Claire Tabouret (born 1981) is a French artist based in Los Angeles, California, United States. She works with figurative subject matter, using loose expressive brushstrokes in a broad palette, mimicking both artificial and natural hues.

==Work==
Tabouret's 'Makeup' (2015-ongoing) depicts young women and girls with their faces smeared with cosmetics. The smeared makeup references a child's first attempts at painting.

In 2017 Tabouret exhibited alongside Yoko Ono in the exhibit 'One Day I Broke a Mirror' at Villa De Medici. For the exhibit, she made paintings of groups of women, seated and looking forward, described as warriors, adventuresses, and conquerors.

Also in 2017, Tabouret painted the interior of a chapel on the estate of Pierre Yovanovitch, covering the interior walls of the chapel with a crowd of children in costumes.
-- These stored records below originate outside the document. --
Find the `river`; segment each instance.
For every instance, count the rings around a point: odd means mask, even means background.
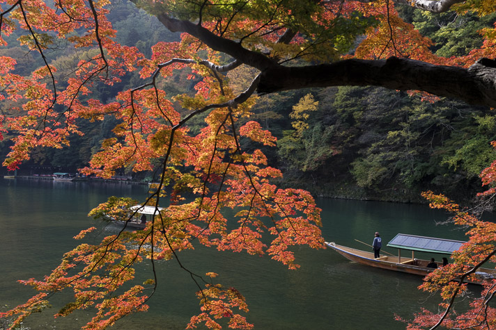
[[[91,182],[0,179],[0,311],[25,302],[34,291],[16,282],[42,279],[58,265],[64,252],[75,247],[72,238],[95,224],[87,217],[92,208],[112,195],[143,199],[146,185]],[[369,247],[380,231],[383,245],[398,233],[464,240],[462,231],[436,225],[447,215],[426,206],[319,199],[323,233],[327,241],[356,248]],[[107,227],[103,233],[116,229]],[[386,251],[396,252],[389,249]],[[249,322],[256,329],[400,329],[394,315],[411,318],[421,307],[437,308],[437,297],[417,290],[419,277],[372,269],[351,263],[330,249],[299,247],[301,268],[288,270],[270,258],[217,252],[199,248],[180,255],[199,274],[208,271],[247,298]],[[195,285],[174,261],[159,264],[159,290],[150,309],[130,315],[118,329],[185,329],[199,313]],[[148,271],[145,264],[140,266]],[[67,297],[59,297],[64,301]],[[57,307],[56,303],[55,307]],[[26,329],[78,329],[91,314],[54,320],[52,308],[28,319]]]

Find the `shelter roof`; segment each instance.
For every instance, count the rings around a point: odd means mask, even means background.
[[[158,208],[158,211],[157,210]],[[134,205],[134,206],[131,206],[130,209],[132,211],[136,211],[138,213],[141,214],[153,214],[153,215],[157,215],[162,210],[164,209],[164,208],[155,208],[155,206],[150,206],[148,205],[145,205],[144,206],[142,206],[141,205]]]
[[[454,251],[458,250],[465,242],[461,240],[398,233],[387,243],[387,246],[408,250],[451,254]]]

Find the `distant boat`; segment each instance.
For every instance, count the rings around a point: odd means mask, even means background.
[[[398,234],[387,243],[387,246],[398,248],[398,255],[385,256],[382,254],[380,258],[374,258],[373,252],[338,245],[334,242],[325,242],[325,245],[327,247],[351,261],[384,270],[414,274],[422,277],[425,277],[433,272],[434,268],[427,267],[427,265],[431,262],[430,261],[414,258],[414,251],[451,254],[454,251],[458,250],[463,243],[465,242],[459,240]],[[401,256],[401,249],[412,251],[412,258]],[[438,267],[442,265],[442,263],[436,263],[436,264]],[[481,284],[485,281],[495,279],[496,270],[479,268],[475,275],[478,277],[478,279],[469,281],[469,283]]]
[[[130,208],[130,218],[127,220],[116,220],[111,219],[113,223],[125,226],[126,228],[144,229],[146,224],[152,221],[153,217],[158,215],[164,208],[155,208],[148,205],[134,205]],[[131,215],[133,215],[131,216]]]
[[[12,172],[11,172],[12,173]],[[14,171],[13,174],[7,174],[3,176],[3,179],[15,179],[17,176],[17,170]]]
[[[58,181],[72,181],[75,179],[76,179],[76,177],[70,175],[69,173],[54,173],[54,180]]]

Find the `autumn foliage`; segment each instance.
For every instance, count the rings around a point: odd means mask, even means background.
[[[298,267],[293,246],[323,247],[315,201],[306,191],[279,188],[281,172],[269,165],[261,151],[274,146],[276,139],[250,118],[260,76],[240,86],[235,83],[239,81],[237,74],[232,74],[235,69],[261,70],[271,63],[300,65],[391,56],[467,66],[492,53],[496,34],[491,29],[482,31],[486,38],[481,49],[466,58],[447,59],[430,51],[432,42],[403,22],[389,0],[133,2],[169,30],[183,33],[180,41],[158,42],[148,58],[136,47],[116,42],[116,31],[106,16],[112,8],[108,0],[12,0],[0,5],[0,44],[6,45],[7,37],[16,33],[20,44],[38,53],[43,63],[22,76],[14,73],[15,58],[0,57],[0,100],[9,107],[0,115],[0,134],[14,134],[3,165],[14,170],[34,149],[68,145],[71,135],[82,135],[82,120],[112,117],[118,122],[114,136],[102,142],[80,172],[108,178],[123,167],[135,172],[159,168],[160,182],[153,187],[153,193],[139,201],[164,208],[144,230],[124,229],[99,244],[81,244],[44,279],[22,281],[40,293],[1,314],[13,320],[14,327],[47,307],[53,294],[63,290],[72,290],[74,299],[56,316],[94,308],[95,316],[86,329],[104,329],[127,314],[146,311],[146,302],[159,283],[155,272],[144,283],[136,283],[135,265],[145,261],[154,265],[159,260],[180,265],[180,252],[198,244],[220,251],[268,254],[290,269]],[[460,10],[473,8],[465,6]],[[360,35],[365,38],[350,55]],[[70,74],[60,76],[61,68],[45,54],[62,41],[86,56]],[[139,83],[109,101],[92,97],[96,87],[111,86],[134,72],[139,72]],[[166,79],[180,72],[187,73],[193,88],[189,93],[168,94],[164,88]],[[295,106],[297,131],[307,128],[305,111],[313,107],[309,97]],[[199,116],[204,124],[194,133],[188,124]],[[258,147],[245,149],[245,141]],[[493,184],[493,171],[484,172],[486,184]],[[442,197],[429,196],[433,203],[456,212],[457,223],[471,226],[470,242],[454,256],[457,263],[449,267],[449,276],[470,277],[470,270],[494,254],[490,240],[494,229]],[[135,203],[112,197],[90,215],[125,220],[132,215],[130,207]],[[226,208],[233,210],[233,218],[224,217]],[[75,238],[83,239],[93,229]],[[235,288],[214,283],[213,273],[199,276],[185,271],[196,283],[201,304],[201,313],[188,327],[203,323],[218,329],[220,319],[233,328],[252,327],[242,315],[248,308]],[[447,299],[463,292],[463,286],[443,282],[446,276],[434,272],[423,288],[434,290],[446,283],[442,290]],[[483,293],[492,297],[492,287]],[[474,302],[474,316],[464,319],[466,324],[472,324],[467,320],[481,317],[495,320],[485,302]],[[417,318],[422,324],[435,320],[427,311]],[[443,322],[448,324],[448,319]]]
For a two part exhibit in both Picasso's studio and Almine Rech Gallery, she painted a series using the subject matter of wrestlers and couples dancing, the struggle and harmony of the two subjects relating to her own feelings about the famous painter whose space she was responding to.

In 2021, Tabouret was included in the exhibition ‘Present Generations’ at the Columbus Museum of Art. The exhibition consisted of works to be donated to the museum in order to inaugurate the Columbus Museum of Art's Scantland Collection. Also in 2021, works by Tabouret were acquired by the Institute of Contemporary Art Miami and the Dallas Museum of Art.

Tabouret's work was included in the 2022 exhibition Women Painting Women at the Modern Art Museum of Fort Worth.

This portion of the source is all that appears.